#### Abstract

It has been a hot and challenging topic to predict the chaotic time series in the medium-to-long term. We combine autoencoders and convolutional neural networks (AE-CNN) to capture the intrinsic certainty of chaotic time series. We utilize the transfer learning (TL) theory to improve the prediction performance in medium-to-long term. Thus, we develop a prediction scheme for chaotic time series-based AE-CNN and TL named AE-CNN-TL. Our experimental results show that the proposed AE-CNN-TL has much better prediction performance than any one of the following: AE-CNN, ARMA, and LSTM.

#### 1. Introduction

Chaos is the unity of extrinsic randomness and intrinsic certainty, which widely exists in social fields and natural systems.

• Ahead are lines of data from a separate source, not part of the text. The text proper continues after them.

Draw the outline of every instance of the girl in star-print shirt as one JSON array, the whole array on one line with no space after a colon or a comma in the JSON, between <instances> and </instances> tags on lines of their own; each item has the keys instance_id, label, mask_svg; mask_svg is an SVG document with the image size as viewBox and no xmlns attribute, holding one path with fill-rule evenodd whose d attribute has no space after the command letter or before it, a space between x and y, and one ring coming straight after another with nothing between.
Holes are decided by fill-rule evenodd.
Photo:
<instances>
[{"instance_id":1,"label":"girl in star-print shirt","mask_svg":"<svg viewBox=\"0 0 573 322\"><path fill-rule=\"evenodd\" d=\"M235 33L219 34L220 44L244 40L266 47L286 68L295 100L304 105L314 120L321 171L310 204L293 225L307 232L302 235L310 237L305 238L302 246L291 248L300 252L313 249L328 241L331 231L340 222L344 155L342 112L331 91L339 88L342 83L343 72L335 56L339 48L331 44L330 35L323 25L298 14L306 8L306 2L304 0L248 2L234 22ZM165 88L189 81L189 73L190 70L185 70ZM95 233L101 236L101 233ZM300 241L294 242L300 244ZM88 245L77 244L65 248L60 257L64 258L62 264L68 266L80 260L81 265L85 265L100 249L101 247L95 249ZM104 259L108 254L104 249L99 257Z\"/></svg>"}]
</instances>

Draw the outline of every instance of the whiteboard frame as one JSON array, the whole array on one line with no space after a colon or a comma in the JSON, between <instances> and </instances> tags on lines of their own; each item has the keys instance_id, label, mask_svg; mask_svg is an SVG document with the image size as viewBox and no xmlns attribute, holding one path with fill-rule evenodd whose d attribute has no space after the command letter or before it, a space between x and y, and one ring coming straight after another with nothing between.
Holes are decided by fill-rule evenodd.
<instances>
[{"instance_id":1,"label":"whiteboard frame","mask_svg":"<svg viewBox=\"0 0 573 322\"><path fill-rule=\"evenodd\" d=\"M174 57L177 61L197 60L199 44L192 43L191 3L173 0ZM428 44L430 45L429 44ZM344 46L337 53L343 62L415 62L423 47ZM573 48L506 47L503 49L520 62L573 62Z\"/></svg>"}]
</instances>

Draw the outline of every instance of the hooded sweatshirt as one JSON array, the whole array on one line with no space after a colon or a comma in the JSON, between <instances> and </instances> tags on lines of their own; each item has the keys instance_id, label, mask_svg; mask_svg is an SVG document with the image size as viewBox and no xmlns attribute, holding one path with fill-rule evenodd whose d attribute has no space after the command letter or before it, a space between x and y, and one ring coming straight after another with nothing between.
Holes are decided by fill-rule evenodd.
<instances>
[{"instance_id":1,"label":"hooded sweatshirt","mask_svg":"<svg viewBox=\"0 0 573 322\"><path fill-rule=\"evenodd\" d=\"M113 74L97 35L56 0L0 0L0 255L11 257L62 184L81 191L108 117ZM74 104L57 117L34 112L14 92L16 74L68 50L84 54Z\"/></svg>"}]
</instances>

However, in many cases, we cannot represent chaotic systems by establishing analytical mathematical models but by observing the time series [1]. With the development of big data acquisition and research technology, we can obtain large-scale chaotic time series from a wide range of social fields and natural systems, which highlight the necessity of research on the prediction of chaotic time series. Of course, the prediction of chaotic systems has always been a hot and challenging topic in many fields. However, the acquisition of chaotic time series data usually accompanies errors, which make the prediction of chaotic time series more difficult.

The most significant characteristic of a chaotic system is its initial sensitivity; that is, a slight change in input will produce random and unpredictable difference after long enough evolution, which determines the difficulty in medium-to-long-term prediction for a chaotic system. Similarly, the error in chaotic time series may be amplified to an unacceptable degree due to its initial sensitivity, which will lead to the failure of prediction. However, the orbit of the chaotic system also has intrinsic certainty such as self-similarity, which indicates that a chaotic system can be predicted to a certain extent, even in the medium-to-long term by using fractal geometry and other related theories. But the self-similarity and other intrinsic certainty of a chaotic system are very difficult to be measured accurately. So far, there is no commonly accepted theory that can be employed to accurately measure the intrinsic certainty such as self-similarity and realize the medium-to-long-term prediction of a chaotic system. Inspired by Xia et al. [2], we try to overcome the following difficulties to effectively predict the medium-to-long-term time series: (1) how to make full use of the intrinsic certainty of chaotic time series? It needs us to propose or borrow a universal approximation framework [3], which has a powerful representation of deep learning and can extract high-order features from input information for medium-to-long-term prediction of chaotic time series; (2) how to extract intrinsic high-order features from a chaotic time series and transfer them to its coupled time series to strengthen its prediction performance.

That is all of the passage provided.